Car rental on road to recovery across Europe
Six months into 2021, market data specialist Dataforce looked at how car rental companies are faring one year after the worst effects of the pandemic. In particular, they looked at the situation in Germany, in Italy and in Spain.
Germany is the largest nation in Europe in terms of car rentals, registering twice the number of new vehicles than the number two. In 2020, Germany registered just under 300,000 passenger vehicles, down over 30% from 2019 because of the pandemic.
Spain and Italy are both subject to more seasonality because of the tourist flow in the summer months. From 2016 to 2019, for instance, both countries registered 77.9% and 78.3% of all car-rental registrations in the first six months of the year.
Both countries were particularly hard hit by the pandemic.

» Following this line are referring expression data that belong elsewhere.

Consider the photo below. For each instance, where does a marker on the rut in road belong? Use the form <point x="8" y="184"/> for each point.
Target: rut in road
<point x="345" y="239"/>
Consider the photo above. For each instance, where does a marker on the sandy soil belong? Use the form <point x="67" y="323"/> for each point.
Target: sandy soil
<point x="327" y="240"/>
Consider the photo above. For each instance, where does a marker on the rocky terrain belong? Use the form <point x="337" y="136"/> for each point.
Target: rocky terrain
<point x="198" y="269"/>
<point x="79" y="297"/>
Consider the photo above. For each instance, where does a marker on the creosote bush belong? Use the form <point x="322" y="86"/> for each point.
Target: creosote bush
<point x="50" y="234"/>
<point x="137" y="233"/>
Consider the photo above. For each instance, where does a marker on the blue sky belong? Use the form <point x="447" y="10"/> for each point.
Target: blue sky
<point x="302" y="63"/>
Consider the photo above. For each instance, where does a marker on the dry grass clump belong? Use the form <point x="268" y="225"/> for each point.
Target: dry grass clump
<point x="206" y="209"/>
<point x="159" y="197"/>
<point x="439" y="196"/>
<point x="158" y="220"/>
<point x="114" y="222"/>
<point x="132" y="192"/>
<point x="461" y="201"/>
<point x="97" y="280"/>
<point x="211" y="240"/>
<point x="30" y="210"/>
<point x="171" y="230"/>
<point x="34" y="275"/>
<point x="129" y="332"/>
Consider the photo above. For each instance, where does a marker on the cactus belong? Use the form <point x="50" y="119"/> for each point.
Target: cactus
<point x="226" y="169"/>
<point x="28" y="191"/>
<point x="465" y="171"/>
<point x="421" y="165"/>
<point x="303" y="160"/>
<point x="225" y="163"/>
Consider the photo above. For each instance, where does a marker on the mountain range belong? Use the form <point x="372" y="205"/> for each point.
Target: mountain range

In Spain, registrations fell by no less than 59.7% compared to 2019 with 250,000 new vehicles and Italy was down 50.8% with 175,000 registrations.
Given the seasonality in Spain and Italy, Dataforce believes the first half of the year is a good gauge on progress of recovery. Year-to-date, Spain sees the strongest recovery, up by 98.8%, equating to over 55,000 more registrations. An increase is also visible in Italy, albeit less pronounced, by 21.9%. Germany, which suffered far less in 2020 than its Southern European counterparts, grew by 20.2%, highlighting that a large portion of the car rental market in Germany is the result of economic drivers other than tourism.
Dataforce also investigated the figures for tourist hotspots like Sardinia, Sicily and the Canary Islands:
- The Italian islands are up by 109.8% YTD with a marked growth of the share of hybrids, PHEVs and BEVs. These results mean there were more registrations in 2021 YTD than in the full years of 2019 and 2020.
- The Canary Islands have also done well, going up by 86.3%. Electrified powertrains also performed well, with three times the number of PHEVs, 52.5% more hybrids and 68.3% more BEVs.